Objective: To examine the changes in licensed nursing staff in Pennsylvania hospitals from 1991 to 1997, and to assess the relationship of licensed nursing staff with patient adverse events in hospitals.
Data source: A convenience sample of all Pennsylvania, acute-care, hospitals, 1991 to 1997.
Study design: The study first describes the percentage change of licensed nursing staff categories in Pennsylvania hospitals from 1991 to 1997. Second, random effects Poisson regressions are used to assess the association of the numbers and proportions of licensed nurses with yearly iatrogenic lung collapse, pressure sores, falls, pneumonia, posttreatment infections, and urinary tract infections.

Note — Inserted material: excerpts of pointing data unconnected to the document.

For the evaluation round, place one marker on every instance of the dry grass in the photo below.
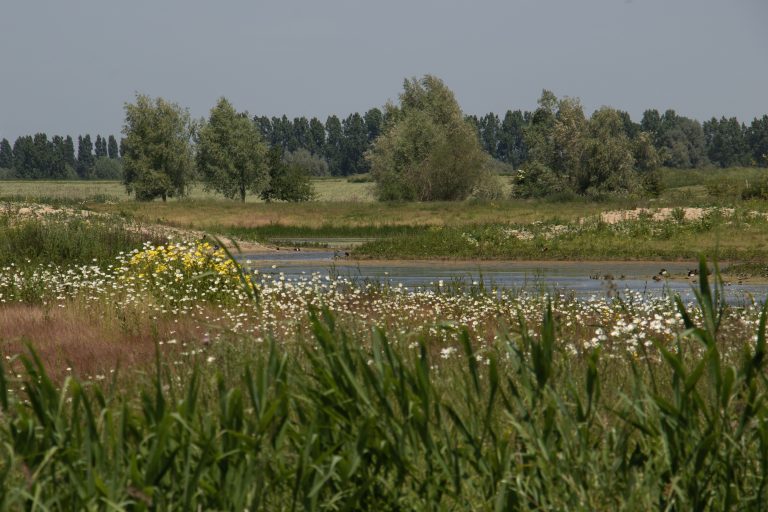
(74, 341)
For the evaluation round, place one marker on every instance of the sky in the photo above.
(69, 67)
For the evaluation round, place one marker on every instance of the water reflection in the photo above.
(579, 278)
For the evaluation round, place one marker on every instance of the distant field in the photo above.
(331, 189)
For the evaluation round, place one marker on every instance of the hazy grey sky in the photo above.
(68, 67)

Controls are the yearly number of patients, hospital acuity, and other hospital characteristics.
Data collection: Secondary data containing patient- and hospital-level measures from three sources were recoded to establish the incidence of adverse events, aggregated to the hospital level, and merged to form one data set. PRINCIPAL FUNDING: Licensed nurses' acuity-adjusted patient load increased from 1991 to 1997. Licensed nurse/total nursing staff declined from 1994 to 1997. Greater incidence of nearly all adverse events occurred in hospitals with fewer licensed nurses. Greater incidence of decubitus ulcers and pneumonia occurred in hospitals with a lower proportion of licensed nurses.
Conclusions: This study suggests that licensed nurses' patient load began increasing in the 1990s. Adequate licensed nurse staffing is important in minimizing the incidence of adverse events in hospitals. Ensuring adequate licensed nurse staffing should be an area of major concern to hospital management. Improved measures of nurse staffing and patient outcomes, and further studies are suggested.